During the Winter holiday season, Cullen Gardens was host to the Festival of Lights, which featured huge displays of Christmas lights throughout the grounds, often decorating large topiaries.

== Closure and redevelopment==

On 1 January 2006, Cullen Gardens and Miniature Village closed. The land, however, has since been purchased by the Town of Whitby, to remain in the public domain as a municipal park. There has been speculation that the property may link up with the Heber Down conservation area. At the time of its closure, the park was co-owned by Sue Cullen-Green and Bryan Green.
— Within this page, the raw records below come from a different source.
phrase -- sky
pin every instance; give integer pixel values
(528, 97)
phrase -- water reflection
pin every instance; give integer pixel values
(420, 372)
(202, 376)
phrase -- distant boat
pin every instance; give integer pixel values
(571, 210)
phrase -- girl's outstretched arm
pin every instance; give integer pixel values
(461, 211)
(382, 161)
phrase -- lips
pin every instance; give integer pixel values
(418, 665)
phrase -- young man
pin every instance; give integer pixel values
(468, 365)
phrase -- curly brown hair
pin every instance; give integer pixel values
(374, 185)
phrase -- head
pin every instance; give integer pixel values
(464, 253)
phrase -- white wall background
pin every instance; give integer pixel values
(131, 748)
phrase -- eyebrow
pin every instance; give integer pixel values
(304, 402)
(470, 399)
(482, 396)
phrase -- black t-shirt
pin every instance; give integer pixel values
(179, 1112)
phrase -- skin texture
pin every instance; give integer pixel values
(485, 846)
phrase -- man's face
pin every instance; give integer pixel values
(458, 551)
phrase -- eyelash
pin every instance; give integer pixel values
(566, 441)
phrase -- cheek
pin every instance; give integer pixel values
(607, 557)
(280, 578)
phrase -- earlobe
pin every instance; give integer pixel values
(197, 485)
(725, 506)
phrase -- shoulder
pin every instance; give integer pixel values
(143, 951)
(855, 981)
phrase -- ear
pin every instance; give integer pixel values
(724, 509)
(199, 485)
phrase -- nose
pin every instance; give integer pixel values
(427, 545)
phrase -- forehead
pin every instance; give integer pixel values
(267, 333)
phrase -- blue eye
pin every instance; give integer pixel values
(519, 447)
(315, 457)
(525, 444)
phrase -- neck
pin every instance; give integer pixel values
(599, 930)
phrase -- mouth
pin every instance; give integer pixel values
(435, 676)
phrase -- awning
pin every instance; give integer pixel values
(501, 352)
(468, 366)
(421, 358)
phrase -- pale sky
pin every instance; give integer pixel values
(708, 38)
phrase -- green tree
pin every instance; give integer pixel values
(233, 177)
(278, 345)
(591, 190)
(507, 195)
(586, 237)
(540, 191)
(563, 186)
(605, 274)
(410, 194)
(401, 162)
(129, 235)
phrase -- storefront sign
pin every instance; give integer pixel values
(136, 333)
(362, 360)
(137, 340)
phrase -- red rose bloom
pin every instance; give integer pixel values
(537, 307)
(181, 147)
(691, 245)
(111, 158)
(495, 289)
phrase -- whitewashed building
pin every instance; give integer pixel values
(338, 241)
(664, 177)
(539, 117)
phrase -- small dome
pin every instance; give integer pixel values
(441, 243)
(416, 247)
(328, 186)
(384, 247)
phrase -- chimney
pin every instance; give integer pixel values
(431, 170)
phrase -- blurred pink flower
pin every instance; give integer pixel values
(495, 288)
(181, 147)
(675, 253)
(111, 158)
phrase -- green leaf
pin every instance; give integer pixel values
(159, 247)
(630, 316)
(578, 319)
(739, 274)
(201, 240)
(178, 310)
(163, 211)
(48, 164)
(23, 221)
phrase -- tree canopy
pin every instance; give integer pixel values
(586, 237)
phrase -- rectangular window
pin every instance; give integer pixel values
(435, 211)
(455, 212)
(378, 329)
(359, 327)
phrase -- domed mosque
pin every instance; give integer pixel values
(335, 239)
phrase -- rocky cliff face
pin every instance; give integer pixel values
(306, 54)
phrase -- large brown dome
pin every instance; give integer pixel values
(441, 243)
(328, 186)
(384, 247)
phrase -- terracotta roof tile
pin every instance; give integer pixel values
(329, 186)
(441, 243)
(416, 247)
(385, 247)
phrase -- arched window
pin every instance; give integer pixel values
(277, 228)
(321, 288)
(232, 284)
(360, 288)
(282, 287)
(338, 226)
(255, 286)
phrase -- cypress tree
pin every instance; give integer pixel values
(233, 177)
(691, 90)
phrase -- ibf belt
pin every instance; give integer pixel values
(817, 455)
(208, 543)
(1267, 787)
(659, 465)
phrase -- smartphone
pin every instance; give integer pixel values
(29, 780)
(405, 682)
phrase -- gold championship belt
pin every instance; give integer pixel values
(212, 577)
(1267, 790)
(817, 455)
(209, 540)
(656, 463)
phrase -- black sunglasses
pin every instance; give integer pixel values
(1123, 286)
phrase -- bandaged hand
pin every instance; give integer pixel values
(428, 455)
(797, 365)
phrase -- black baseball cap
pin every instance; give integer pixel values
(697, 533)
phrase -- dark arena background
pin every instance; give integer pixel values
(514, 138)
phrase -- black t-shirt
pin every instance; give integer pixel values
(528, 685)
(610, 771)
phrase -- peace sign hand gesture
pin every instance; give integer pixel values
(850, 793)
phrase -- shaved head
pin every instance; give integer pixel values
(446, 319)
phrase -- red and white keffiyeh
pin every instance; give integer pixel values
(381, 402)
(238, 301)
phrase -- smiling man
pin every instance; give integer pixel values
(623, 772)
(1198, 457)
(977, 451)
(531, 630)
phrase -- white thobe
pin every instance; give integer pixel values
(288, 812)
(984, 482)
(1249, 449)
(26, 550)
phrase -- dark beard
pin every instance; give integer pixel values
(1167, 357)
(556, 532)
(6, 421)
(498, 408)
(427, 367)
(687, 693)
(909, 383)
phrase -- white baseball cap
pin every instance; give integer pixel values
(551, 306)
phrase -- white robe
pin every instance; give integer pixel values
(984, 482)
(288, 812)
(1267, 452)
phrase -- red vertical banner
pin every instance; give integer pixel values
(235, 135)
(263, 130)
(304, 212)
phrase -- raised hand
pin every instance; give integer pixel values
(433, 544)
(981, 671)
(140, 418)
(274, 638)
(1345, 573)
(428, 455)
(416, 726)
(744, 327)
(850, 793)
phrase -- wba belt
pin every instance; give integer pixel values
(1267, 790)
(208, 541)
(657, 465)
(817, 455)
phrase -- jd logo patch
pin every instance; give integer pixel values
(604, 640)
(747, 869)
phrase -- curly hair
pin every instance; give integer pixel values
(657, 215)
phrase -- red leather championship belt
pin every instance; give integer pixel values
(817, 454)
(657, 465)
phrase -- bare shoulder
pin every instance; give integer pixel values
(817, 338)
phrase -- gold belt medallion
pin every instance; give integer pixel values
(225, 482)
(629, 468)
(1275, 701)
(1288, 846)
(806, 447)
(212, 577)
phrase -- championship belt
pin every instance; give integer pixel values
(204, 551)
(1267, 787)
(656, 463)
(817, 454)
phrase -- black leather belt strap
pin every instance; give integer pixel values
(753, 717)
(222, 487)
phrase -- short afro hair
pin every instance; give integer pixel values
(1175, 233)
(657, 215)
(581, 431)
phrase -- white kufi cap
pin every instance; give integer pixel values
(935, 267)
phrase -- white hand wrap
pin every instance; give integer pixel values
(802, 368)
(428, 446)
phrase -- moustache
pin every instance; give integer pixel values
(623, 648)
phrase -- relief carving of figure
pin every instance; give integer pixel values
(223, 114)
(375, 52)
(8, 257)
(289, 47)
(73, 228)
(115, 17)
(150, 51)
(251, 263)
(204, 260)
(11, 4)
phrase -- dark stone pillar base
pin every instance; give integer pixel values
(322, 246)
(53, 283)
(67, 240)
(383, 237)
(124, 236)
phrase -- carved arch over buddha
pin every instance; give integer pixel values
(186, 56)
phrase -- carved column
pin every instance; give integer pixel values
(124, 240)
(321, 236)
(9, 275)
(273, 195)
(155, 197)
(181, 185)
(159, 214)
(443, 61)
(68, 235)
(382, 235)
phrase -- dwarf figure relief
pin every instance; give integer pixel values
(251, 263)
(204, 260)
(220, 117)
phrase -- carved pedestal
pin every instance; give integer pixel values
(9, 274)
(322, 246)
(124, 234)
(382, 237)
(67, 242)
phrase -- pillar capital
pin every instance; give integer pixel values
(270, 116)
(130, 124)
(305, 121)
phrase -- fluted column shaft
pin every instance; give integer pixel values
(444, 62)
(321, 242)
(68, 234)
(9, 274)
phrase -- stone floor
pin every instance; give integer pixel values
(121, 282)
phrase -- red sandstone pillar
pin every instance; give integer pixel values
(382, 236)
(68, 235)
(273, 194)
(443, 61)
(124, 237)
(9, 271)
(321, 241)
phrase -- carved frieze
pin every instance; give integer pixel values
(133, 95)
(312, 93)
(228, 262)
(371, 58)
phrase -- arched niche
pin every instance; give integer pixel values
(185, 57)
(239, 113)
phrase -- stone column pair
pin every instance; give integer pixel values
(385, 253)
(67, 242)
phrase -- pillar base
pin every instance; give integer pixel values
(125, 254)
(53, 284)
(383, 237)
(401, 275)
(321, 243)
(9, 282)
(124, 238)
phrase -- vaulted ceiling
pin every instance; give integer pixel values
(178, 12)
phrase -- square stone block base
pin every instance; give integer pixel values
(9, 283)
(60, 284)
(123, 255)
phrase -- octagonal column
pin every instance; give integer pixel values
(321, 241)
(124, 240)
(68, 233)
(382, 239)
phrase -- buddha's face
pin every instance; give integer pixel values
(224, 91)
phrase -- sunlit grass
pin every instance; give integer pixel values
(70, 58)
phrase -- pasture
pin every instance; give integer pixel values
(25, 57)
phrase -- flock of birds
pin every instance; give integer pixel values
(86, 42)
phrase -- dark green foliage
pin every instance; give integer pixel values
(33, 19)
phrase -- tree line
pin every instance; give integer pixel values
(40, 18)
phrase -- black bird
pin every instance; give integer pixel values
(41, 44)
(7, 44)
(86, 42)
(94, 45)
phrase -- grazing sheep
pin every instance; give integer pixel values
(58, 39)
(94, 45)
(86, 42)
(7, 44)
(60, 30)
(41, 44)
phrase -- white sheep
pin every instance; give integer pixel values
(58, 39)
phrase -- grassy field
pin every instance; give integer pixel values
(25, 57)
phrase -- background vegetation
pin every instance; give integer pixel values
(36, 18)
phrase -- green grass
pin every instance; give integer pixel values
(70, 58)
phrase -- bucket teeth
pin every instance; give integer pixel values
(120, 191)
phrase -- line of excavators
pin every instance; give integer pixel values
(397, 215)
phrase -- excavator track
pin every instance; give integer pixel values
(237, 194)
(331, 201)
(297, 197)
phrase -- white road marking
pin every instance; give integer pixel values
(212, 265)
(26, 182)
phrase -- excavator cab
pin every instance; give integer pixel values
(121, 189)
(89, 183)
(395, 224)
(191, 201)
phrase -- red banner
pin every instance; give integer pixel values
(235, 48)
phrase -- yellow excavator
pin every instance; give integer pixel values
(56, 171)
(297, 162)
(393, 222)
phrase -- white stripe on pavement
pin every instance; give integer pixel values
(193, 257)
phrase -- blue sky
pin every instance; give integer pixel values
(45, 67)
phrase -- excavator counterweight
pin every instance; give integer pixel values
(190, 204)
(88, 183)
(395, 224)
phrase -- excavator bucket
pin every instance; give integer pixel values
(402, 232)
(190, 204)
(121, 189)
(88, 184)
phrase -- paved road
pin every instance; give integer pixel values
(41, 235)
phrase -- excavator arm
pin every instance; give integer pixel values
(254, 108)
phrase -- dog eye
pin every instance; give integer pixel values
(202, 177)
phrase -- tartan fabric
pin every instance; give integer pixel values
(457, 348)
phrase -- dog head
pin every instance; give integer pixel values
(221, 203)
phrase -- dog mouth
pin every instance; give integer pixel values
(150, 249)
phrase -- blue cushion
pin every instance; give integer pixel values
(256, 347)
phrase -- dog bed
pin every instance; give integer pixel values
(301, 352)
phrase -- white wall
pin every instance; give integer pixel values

The miniature Village no longer exists at the site and the model buildings were sold to the nearby City of Oshawa for $234,000. Oshawa later put them up for sale again rather than opening an attraction of its own, citing budgetary austerity. The golf course formerly attached to Cullen Gardens has ceased to operate

The miniature buildings were purchased by the Niagara Parks Commission in 2012. Many of the miniature buildings are now on display at the NPC's Botanical Gardens in Niagara Falls, Ontario.

In November 2011, the Town entered into a purchase and sale agreement with Auberge et Spa Le Nordik Inc. of Chelsea, Quebec. Le Nordik bought the main building and 3 hectares of land. They intend to use the main building and outdoor area to build a year-round heat therapy spa with two restaurants, a retail boutique and a small conference area. The remaining land was designated as open space and parkland, known as Cullen Central Park. The deal closed in 2013 and the spa was supposed to open in 2015.

On October 6, 2022, Thermëa spa opened on the site, after multiple delays.